Some are inclined to give Don the Beachcomber in Los Angeles the distinction of foisting it upon an unsuspecting public. … The full blame, however, must be spread over many shoulders, for many blazoned over their bars the now-infamous ‘two-to-a-customer’ legend. The drink became the rage in the late thirties, at a dollar a throw. … Since a ‘correctly made’ Zombie [the implication here is that a Zombie defies the very notion] contained at least four ounces of rum, part of it 150 proof, it is no wonder that it produced a lot of walking dead men.

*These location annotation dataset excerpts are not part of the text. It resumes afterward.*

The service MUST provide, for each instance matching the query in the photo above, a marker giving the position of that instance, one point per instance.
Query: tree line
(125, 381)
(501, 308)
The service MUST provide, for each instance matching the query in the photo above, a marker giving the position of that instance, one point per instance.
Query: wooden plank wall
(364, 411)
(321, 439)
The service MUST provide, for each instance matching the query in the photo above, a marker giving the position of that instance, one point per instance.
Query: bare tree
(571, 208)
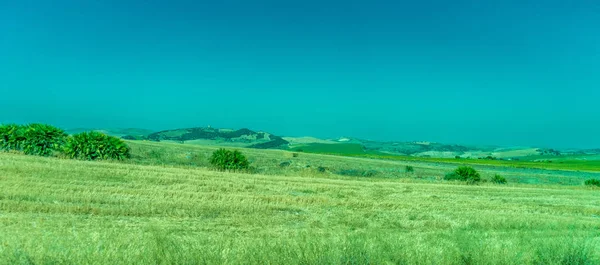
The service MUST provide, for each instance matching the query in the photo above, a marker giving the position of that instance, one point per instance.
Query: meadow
(166, 206)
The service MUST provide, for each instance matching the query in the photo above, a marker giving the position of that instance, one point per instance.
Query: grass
(572, 163)
(165, 207)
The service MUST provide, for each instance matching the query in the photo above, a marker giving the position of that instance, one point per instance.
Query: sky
(504, 72)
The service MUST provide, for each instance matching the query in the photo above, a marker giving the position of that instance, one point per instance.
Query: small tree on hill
(464, 173)
(12, 137)
(224, 159)
(42, 139)
(96, 146)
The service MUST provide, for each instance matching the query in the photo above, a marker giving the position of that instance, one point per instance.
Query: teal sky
(476, 72)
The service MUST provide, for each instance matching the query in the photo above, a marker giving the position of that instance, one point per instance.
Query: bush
(464, 173)
(357, 173)
(497, 179)
(229, 160)
(12, 137)
(592, 182)
(96, 145)
(42, 139)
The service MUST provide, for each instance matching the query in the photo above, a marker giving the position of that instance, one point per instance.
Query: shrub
(593, 182)
(12, 137)
(452, 176)
(464, 173)
(96, 145)
(357, 173)
(497, 179)
(42, 139)
(229, 160)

The recipe can be difficult to pull off, particularly with the rum selection available here in Maine. Some deviation from scripture is necessary, so long as it doesn’t rise to the level of heresy. Keep in mind, however, that without a little heresy, there would be no need for orthodoxy.




2 dashes orange bitters
1 ½ oz Plymouth Gin
1 ½ oz sweet vermouth
1 slice of orange

Shake over ice until well chilled and strain into a chilled cocktail glass. Garnish with an orange twist



2 dashes absinthe
1 ½ oz sweet vermouth
1 ½ oz Dubonet Rouge

Stir with ice until well chilled and strain into a chilled cocktail glass. Garnish with a lemon twist


Desert Healer

Juice of 1 orange
2 oz gin
1 oz Cherry Heering

Shake over ice until well chilled and strain into a chilled cocktail glass. Garnish with an orange twist


Income Tax

½ oz orange juice
½ oz dry vermouth
½ oz sweet vermouth
1 oz Gin
2 dashes Angostura or other aromatic bitters

Shake over ice until well chilled and strain into a chilled cocktail glass. Garnish with an orange twist



1 oz pineapple juice
1 oz fresh lemon juice
1 oz fresh lime juice
1 oz passion fruit syrup
1 teaspoon brown sugar
1 oz gold Puerto Rican rum
1 oz white Puerto Rican rum
1 oz 151 Demerara rum

Shake all ingredients over ice and pour into Collins glass filled with crushed ice. Garnish with a mint sprig and/or fruits in season.